Vale a pena, porém, tomar algumas precauções perante estas notícias demasiado apressadas, que valorizam apenas os elementos positivos do cenário macroeconómico e tendem a ocultar os aspetos negativos, como o agravamento persistente da nossa dívida pública.

Creio ter chegado a altura de se desmistificar aquilo que tem sido feito em termos de redução do défice. Estamos perante um tema em que as palavras, mais do que clarificar, acabam por confundir. Porque o défice que mais precisamos de reduzir é o ‘estrutural’ – ou seja, aquele que resulta da diferença entre as receitas e as despesas públicas, sem contar com efeitos de ordem temporal ou conjuntural.

As regras europeias dizem que o défice estrutural deve ser calculado sem medidas extraordinárias nem os inevitáveis efeitos do ciclo económico. Acontece que pouco ou quase nada se tem feito neste domínio: o défice que vai diminuindo é o nominal, devido essencialmente a causas de natureza meramente conjuntural resultantes da fase atual do ciclo económico (p.e. redução do preço do petróleo) ou de políticas europeias de limitado alcance temporal (p.e. compra de ativos por parte do Banco Central Europeu).

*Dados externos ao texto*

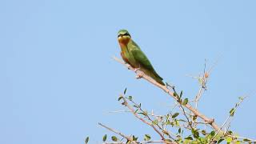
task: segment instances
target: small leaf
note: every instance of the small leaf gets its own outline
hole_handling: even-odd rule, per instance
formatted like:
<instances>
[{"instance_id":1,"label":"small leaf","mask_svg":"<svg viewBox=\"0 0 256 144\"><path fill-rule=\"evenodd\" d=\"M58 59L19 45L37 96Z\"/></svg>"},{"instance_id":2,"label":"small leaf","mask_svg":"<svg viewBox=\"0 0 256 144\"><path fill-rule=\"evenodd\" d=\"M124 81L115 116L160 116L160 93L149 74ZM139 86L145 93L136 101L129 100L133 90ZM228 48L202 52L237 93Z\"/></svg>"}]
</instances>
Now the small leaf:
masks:
<instances>
[{"instance_id":1,"label":"small leaf","mask_svg":"<svg viewBox=\"0 0 256 144\"><path fill-rule=\"evenodd\" d=\"M136 138L134 135L133 135L133 141L137 141L138 140L138 137Z\"/></svg>"},{"instance_id":2,"label":"small leaf","mask_svg":"<svg viewBox=\"0 0 256 144\"><path fill-rule=\"evenodd\" d=\"M180 98L182 97L182 94L183 94L183 91L182 90L182 91L181 91L181 94L179 94L179 98Z\"/></svg>"},{"instance_id":3,"label":"small leaf","mask_svg":"<svg viewBox=\"0 0 256 144\"><path fill-rule=\"evenodd\" d=\"M189 102L189 99L188 98L185 98L182 104L185 106L185 105L187 104L188 102Z\"/></svg>"},{"instance_id":4,"label":"small leaf","mask_svg":"<svg viewBox=\"0 0 256 144\"><path fill-rule=\"evenodd\" d=\"M221 138L220 140L218 141L218 143L221 143L222 141L224 141L224 139Z\"/></svg>"},{"instance_id":5,"label":"small leaf","mask_svg":"<svg viewBox=\"0 0 256 144\"><path fill-rule=\"evenodd\" d=\"M115 137L115 136L112 136L112 137L111 137L111 139L112 139L112 141L114 141L114 142L117 142L117 141L118 141L118 138L117 138L117 137Z\"/></svg>"},{"instance_id":6,"label":"small leaf","mask_svg":"<svg viewBox=\"0 0 256 144\"><path fill-rule=\"evenodd\" d=\"M155 119L152 122L152 123L153 123L153 125L157 125L157 124L158 124L158 121L157 119Z\"/></svg>"},{"instance_id":7,"label":"small leaf","mask_svg":"<svg viewBox=\"0 0 256 144\"><path fill-rule=\"evenodd\" d=\"M178 132L179 134L181 134L181 132L182 132L182 129L181 129L181 128L179 128L179 129L178 129Z\"/></svg>"},{"instance_id":8,"label":"small leaf","mask_svg":"<svg viewBox=\"0 0 256 144\"><path fill-rule=\"evenodd\" d=\"M104 135L102 140L103 140L103 142L106 142L106 134Z\"/></svg>"},{"instance_id":9,"label":"small leaf","mask_svg":"<svg viewBox=\"0 0 256 144\"><path fill-rule=\"evenodd\" d=\"M175 114L174 114L171 116L171 118L176 118L178 114L179 114L178 113L175 113Z\"/></svg>"},{"instance_id":10,"label":"small leaf","mask_svg":"<svg viewBox=\"0 0 256 144\"><path fill-rule=\"evenodd\" d=\"M142 114L142 115L144 115L144 116L146 116L146 114L145 113L138 113L138 114Z\"/></svg>"},{"instance_id":11,"label":"small leaf","mask_svg":"<svg viewBox=\"0 0 256 144\"><path fill-rule=\"evenodd\" d=\"M120 96L120 97L118 98L118 101L120 101L122 98L123 98L122 96Z\"/></svg>"},{"instance_id":12,"label":"small leaf","mask_svg":"<svg viewBox=\"0 0 256 144\"><path fill-rule=\"evenodd\" d=\"M134 107L138 108L138 106L136 106L136 105L134 105Z\"/></svg>"},{"instance_id":13,"label":"small leaf","mask_svg":"<svg viewBox=\"0 0 256 144\"><path fill-rule=\"evenodd\" d=\"M132 97L132 96L129 96L129 97L128 97L128 99L129 99L130 101L132 101L132 100L133 100L133 97Z\"/></svg>"},{"instance_id":14,"label":"small leaf","mask_svg":"<svg viewBox=\"0 0 256 144\"><path fill-rule=\"evenodd\" d=\"M144 137L144 140L145 140L145 141L149 141L149 140L150 140L150 138L151 138L150 135L149 135L149 134L145 134L145 137Z\"/></svg>"},{"instance_id":15,"label":"small leaf","mask_svg":"<svg viewBox=\"0 0 256 144\"><path fill-rule=\"evenodd\" d=\"M226 142L232 142L232 138L230 137L226 138Z\"/></svg>"},{"instance_id":16,"label":"small leaf","mask_svg":"<svg viewBox=\"0 0 256 144\"><path fill-rule=\"evenodd\" d=\"M192 129L191 130L192 134L194 136L194 138L199 138L199 133L197 130Z\"/></svg>"},{"instance_id":17,"label":"small leaf","mask_svg":"<svg viewBox=\"0 0 256 144\"><path fill-rule=\"evenodd\" d=\"M214 137L215 135L215 131L213 130L210 133L210 136Z\"/></svg>"},{"instance_id":18,"label":"small leaf","mask_svg":"<svg viewBox=\"0 0 256 144\"><path fill-rule=\"evenodd\" d=\"M233 135L233 131L229 130L229 131L227 131L227 134L230 134L230 135Z\"/></svg>"},{"instance_id":19,"label":"small leaf","mask_svg":"<svg viewBox=\"0 0 256 144\"><path fill-rule=\"evenodd\" d=\"M87 144L88 142L89 142L89 137L86 137L86 140L85 140L86 144Z\"/></svg>"},{"instance_id":20,"label":"small leaf","mask_svg":"<svg viewBox=\"0 0 256 144\"><path fill-rule=\"evenodd\" d=\"M126 90L127 90L127 88L126 88L125 90L123 91L123 94L126 94Z\"/></svg>"},{"instance_id":21,"label":"small leaf","mask_svg":"<svg viewBox=\"0 0 256 144\"><path fill-rule=\"evenodd\" d=\"M189 137L185 138L185 139L187 139L187 140L193 140L193 138L192 138L192 137L190 137L190 136L189 136Z\"/></svg>"},{"instance_id":22,"label":"small leaf","mask_svg":"<svg viewBox=\"0 0 256 144\"><path fill-rule=\"evenodd\" d=\"M230 114L231 117L233 117L233 116L234 116L234 108L232 108L232 109L230 110Z\"/></svg>"},{"instance_id":23,"label":"small leaf","mask_svg":"<svg viewBox=\"0 0 256 144\"><path fill-rule=\"evenodd\" d=\"M165 139L165 142L172 142L170 139Z\"/></svg>"},{"instance_id":24,"label":"small leaf","mask_svg":"<svg viewBox=\"0 0 256 144\"><path fill-rule=\"evenodd\" d=\"M243 141L244 142L250 142L249 139L247 139L247 138L245 138L245 139L243 139Z\"/></svg>"}]
</instances>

No contexto do nosso Orçamento do Estado para 2018, quando a redução do défice prevista de 1,4% para 1% do nosso PIB se obtém em larga medida à custa da descida dos juros (segundo me apercebi, o impacto andaria à volta de três quartos do total) fará algum sentido falar-se em consolidação orçamental ou de reequilíbrio das contas públicas? Não me parece, atenta a sustentabilidade deste indicador, na verdade francamente mais ilusória do que algumas fontes persistem em não admitir.

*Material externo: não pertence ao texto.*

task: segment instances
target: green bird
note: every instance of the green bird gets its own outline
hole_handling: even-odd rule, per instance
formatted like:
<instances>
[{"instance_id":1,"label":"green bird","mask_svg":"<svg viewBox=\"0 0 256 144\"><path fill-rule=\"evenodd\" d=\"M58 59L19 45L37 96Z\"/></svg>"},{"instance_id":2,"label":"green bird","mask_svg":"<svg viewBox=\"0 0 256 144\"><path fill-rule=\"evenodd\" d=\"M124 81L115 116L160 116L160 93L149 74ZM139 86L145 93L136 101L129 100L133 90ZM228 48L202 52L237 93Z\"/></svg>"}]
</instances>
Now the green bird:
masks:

É tempo de nos interrogarmos, sem rodeios nem sofismas, quanto a questões que põem à prova uma análise de sensibilidade do OE2018 como, por exemplo, a seguinte: admitindo que a política de QE (Quantitative Easing) do BCE irá terminar em breve, pelo menos nos moldes atuais, será que conseguiremos continuar a financiar-nos com taxas de juros mais baixas, de molde a prosseguir a consolidação orçamental que tanto ambicionamos?

É uma pergunta que me parece ainda mais pertinente numa altura em que vamos começar a discutir o OE2018 na especialidade. À consideração dos nossos deputados.